The Wall Street meltdown continues and people are asking themselves “How come we have to pay $700 billion to bail out firms that collectively spend more than $700 billion every year paying their employees?” In recent decades Wall Street has grown from 6 percent of the U.S. economy to something like 10 percent, while providing the same basic menu of services: taking companies public, selling bonds, managing investments. The bailout angers taxpayers because anyone who can do arithmetic can see that more than $700 billion was taken out of Wall Street in the form of employee bonuses during the years of the real estate/mortgage bubble. The people who created the bubble, in many cases engaging in frauds of various kinds, were rewarded handsomely and are now relaxing in their Greenwich, Connecticut mansions deciding whether to take out the yacht or the private jet. Wall Street firms did not retain their exceptional profits during the years of fraud, but rather paid out almost all of it to the executives and rank-and-file employees who engineered the fraud. (Actually if they had retained some of these profits they wouldn’t be needing a bailout!)
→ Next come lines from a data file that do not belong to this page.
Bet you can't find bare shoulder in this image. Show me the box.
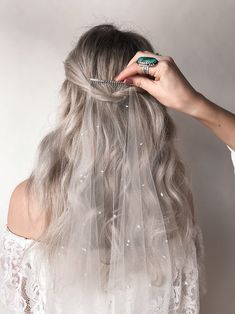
[7,179,44,239]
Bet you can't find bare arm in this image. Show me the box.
[184,94,235,150]
[115,51,235,150]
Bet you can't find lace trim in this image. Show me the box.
[0,228,44,314]
[0,227,206,314]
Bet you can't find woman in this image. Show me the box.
[0,24,233,314]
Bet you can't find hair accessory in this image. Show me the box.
[136,57,158,74]
[90,78,129,87]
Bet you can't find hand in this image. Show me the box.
[115,51,201,113]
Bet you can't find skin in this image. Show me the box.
[7,51,235,240]
[115,51,235,150]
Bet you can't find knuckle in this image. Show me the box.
[137,78,144,88]
[136,50,144,57]
[161,59,171,70]
[166,56,174,63]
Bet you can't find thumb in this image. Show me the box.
[124,75,158,98]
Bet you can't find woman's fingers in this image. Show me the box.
[114,51,174,81]
[124,75,158,98]
[115,61,159,81]
[127,50,164,66]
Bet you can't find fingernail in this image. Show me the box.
[124,78,133,85]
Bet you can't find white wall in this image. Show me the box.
[0,0,235,314]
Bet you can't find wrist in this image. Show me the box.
[181,92,211,119]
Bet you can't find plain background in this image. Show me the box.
[0,0,235,314]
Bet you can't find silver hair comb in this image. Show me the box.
[90,78,129,87]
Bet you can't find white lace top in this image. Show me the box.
[0,150,235,314]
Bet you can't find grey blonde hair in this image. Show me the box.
[27,24,194,282]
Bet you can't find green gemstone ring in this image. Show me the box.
[136,57,158,74]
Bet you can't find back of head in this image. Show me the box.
[25,24,196,313]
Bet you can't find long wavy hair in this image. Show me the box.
[24,24,194,288]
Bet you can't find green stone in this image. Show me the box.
[137,57,158,66]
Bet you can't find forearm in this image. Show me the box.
[185,93,235,150]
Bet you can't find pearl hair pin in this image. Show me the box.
[89,78,129,86]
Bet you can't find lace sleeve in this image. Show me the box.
[0,228,43,314]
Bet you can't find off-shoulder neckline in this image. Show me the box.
[6,225,36,241]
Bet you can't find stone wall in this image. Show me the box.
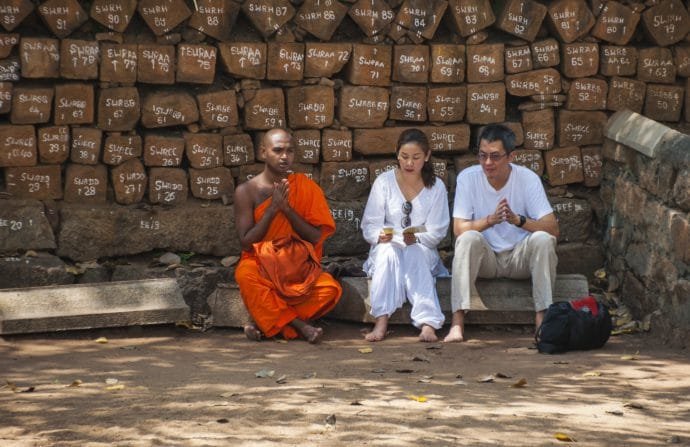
[0,0,690,288]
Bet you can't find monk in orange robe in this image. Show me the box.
[235,129,342,343]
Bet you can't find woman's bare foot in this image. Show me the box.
[419,324,438,343]
[364,316,388,342]
[244,323,261,341]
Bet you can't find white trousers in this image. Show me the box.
[364,243,445,329]
[451,231,558,312]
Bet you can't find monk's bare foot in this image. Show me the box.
[364,316,388,342]
[244,323,261,341]
[419,324,438,343]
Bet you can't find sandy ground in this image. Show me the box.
[0,321,690,446]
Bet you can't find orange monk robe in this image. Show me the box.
[235,174,342,339]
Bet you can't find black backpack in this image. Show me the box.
[534,301,612,354]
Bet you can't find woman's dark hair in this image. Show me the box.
[395,129,436,188]
[477,124,515,154]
The anger is easy to understand, but what is tough to understand is why the middleman’s share of the U.S. economy has grown so much. When houses were cheap and people lived in them for 20 years, the realtor’s 6 percent commission wasn’t a huge slice of the economy. Houses became very expensive and people flipped them quickly, which has raised realtor commissions to roughly $60 billion per year. We have a huge sector of the economy mostly doing stuff that wouldn’t need to be done if Americans would get a little more organized in their use of Google Maps and other Web sites (see this New York Times article on Madison, Wisconsin, where “for sale by owner” houses sold for about the same price as realtor-sold houses). The realtor commission was only the beginning of the feast for middlemen during the real estate bubble. Somehow Americans weren’t able to find mortgages on their own, so every town was filled with mortgage brokers making $100,000 to $150,000 per year. Local banks weren’t able to sell mortgages upstream without, apparently, giving tens of billions of dollars in fees every year to Wall Street firms.
The Internet was supposed to make markets more efficient, yet since the early 1990s, when Web access became universal, the American people have devoted an ever-larger share of their paychecks to middlemen.